What happen if you execute the following when logged in as root and then as the same user that the Ambari agents run as (changing the host and realm to match your installation):

/usr/share/centrifydc/kerberos/bin/kinit -l 5m -c /var/lib/ambari-agent/tmp/web_alert_cc_4610ec9b283dcfc90bc6df1e519e1c52 -kt /etc/security/keytabs/spnego.service.keytab HTTP/abcd_fqdn.com@Realm.COM

Note: to get the principal(s) listed in a keytab file you can do:

klist -kte /etc/security/keytabs/spnego.service.keytab

avatar
Expert Contributor
  • when I do klist, It shows below output:

klist /var/lib/ambari-agent/tmp/web_alert_cc_4610ec9b283dcfc90bc6df1e519e1c52 Ticket cache: FILE:/var/lib/ambari-agent/tmp/web_alert_cc_4610ec9b283dcfc90bc6df1e519e1c52 Default principal: HTTP/abcd_fqdn@REALM.COM Valid starting Expires Service principal 07/26/16 08:42:28 07/26/16 08:47:28 krbtgt/REALM.COM@REALM.COM

  • When I run below command it just execute and didn't give any error in the output
/usr/share/centrifydc/kerberos/bin/kinit -l 5m -c /var/lib/ambari-agent/tmp/web_alert_cc_4610ec9b283dcfc90bc6df1e519e1c52 -kt /etc/security/keytabs/spnego.service.keytab HTTP/abcd_fqdn.com@REALM.COM

avatar

Then it appears that things are looking pretty good.

Is the alert still appearing?
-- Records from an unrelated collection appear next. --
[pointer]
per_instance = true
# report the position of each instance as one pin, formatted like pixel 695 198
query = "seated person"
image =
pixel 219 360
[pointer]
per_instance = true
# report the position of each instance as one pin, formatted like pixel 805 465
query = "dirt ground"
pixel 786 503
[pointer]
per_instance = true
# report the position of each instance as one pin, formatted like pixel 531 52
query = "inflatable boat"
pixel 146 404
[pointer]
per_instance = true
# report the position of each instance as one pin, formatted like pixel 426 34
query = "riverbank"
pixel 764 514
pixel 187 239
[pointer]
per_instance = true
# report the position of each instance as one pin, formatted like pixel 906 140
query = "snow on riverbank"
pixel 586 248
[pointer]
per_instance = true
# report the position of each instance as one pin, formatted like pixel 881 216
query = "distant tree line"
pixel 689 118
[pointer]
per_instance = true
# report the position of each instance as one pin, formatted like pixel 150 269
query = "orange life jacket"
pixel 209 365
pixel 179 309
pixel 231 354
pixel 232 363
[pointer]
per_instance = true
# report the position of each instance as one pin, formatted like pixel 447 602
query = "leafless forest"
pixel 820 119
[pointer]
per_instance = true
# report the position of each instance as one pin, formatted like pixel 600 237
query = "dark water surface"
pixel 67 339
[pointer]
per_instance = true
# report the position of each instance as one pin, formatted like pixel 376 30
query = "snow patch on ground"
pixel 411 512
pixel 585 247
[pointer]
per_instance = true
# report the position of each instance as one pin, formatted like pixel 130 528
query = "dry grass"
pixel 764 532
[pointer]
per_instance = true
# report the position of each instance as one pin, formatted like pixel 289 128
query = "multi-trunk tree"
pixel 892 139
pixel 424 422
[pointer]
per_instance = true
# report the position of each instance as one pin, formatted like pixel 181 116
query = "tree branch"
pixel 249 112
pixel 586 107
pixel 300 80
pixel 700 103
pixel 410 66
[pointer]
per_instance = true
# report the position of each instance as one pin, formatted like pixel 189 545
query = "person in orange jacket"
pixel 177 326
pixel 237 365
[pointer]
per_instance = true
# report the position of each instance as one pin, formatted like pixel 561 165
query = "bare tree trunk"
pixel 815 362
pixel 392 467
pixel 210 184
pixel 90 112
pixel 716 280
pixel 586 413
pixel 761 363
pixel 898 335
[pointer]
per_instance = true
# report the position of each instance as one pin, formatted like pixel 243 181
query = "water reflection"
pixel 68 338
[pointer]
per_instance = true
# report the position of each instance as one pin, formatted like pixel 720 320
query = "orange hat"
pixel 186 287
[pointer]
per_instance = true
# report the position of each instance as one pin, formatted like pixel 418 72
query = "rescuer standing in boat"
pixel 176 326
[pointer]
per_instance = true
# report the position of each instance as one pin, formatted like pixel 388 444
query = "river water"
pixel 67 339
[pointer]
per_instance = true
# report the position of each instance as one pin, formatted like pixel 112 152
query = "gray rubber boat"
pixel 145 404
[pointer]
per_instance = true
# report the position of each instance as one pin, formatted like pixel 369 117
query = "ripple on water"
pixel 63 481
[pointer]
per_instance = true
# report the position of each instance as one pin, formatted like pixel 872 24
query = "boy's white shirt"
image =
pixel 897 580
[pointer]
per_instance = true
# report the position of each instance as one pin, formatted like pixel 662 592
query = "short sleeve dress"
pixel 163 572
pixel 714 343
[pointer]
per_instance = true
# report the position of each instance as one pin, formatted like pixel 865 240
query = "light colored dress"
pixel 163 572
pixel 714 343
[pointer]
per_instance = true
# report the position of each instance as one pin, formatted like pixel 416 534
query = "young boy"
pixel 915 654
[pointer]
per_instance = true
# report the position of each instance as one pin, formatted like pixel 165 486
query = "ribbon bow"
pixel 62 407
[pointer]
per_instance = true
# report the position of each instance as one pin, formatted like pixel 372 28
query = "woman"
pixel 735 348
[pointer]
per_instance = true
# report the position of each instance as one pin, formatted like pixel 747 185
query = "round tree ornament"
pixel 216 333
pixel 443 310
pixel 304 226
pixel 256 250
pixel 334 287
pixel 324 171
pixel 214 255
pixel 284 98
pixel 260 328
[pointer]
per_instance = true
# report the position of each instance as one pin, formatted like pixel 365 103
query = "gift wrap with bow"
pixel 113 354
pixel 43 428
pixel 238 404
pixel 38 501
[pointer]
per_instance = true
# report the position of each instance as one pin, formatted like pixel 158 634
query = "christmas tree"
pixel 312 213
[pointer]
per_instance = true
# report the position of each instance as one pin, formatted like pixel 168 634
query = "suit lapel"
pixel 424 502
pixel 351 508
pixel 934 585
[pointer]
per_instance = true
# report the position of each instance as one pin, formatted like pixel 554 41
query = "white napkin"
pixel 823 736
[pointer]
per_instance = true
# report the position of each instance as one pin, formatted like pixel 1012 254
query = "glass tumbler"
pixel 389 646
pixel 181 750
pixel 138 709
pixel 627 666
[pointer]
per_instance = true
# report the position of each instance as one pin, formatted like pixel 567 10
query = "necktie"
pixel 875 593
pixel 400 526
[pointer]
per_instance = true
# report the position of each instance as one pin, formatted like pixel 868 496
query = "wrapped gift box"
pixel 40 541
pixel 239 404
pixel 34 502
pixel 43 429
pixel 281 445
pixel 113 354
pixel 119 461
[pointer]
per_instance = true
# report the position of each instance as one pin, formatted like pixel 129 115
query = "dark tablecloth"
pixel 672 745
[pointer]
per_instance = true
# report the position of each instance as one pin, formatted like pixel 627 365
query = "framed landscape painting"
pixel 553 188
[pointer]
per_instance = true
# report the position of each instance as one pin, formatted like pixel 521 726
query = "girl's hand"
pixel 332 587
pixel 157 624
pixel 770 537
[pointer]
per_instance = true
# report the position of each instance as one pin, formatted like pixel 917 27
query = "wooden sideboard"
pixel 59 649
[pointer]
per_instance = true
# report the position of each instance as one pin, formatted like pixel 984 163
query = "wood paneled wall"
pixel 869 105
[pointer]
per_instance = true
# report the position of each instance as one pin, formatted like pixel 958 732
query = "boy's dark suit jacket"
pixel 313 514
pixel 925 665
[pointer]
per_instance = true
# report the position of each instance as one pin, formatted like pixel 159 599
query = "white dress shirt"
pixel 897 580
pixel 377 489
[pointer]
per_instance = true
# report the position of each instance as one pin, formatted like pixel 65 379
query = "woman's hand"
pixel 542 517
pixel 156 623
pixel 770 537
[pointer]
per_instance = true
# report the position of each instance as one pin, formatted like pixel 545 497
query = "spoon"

It may have been a hiccup where multiple threads were attempting to refresh that cache at the same time. I think in older versions of Ambari this was a problem every-so-often.

What version of Ambari are you using?

avatar
Expert Contributor

Ambari version is 2.1.2

avatar
Super Collaborator

It could be https://issues.apache.org/jira/browse/AMBARI-14847, a problem with concurrent kinit calls. This was fixed in Ambari 2.2.2 - which version of Ambari is this?

avatar
Expert Contributor

Ambari version is 2.1.2

avatar
Super Collaborator

So, it sounds like AMBARI-14847 is the problem. If you upgrade to Ambari 2.2.2, that should resolve it.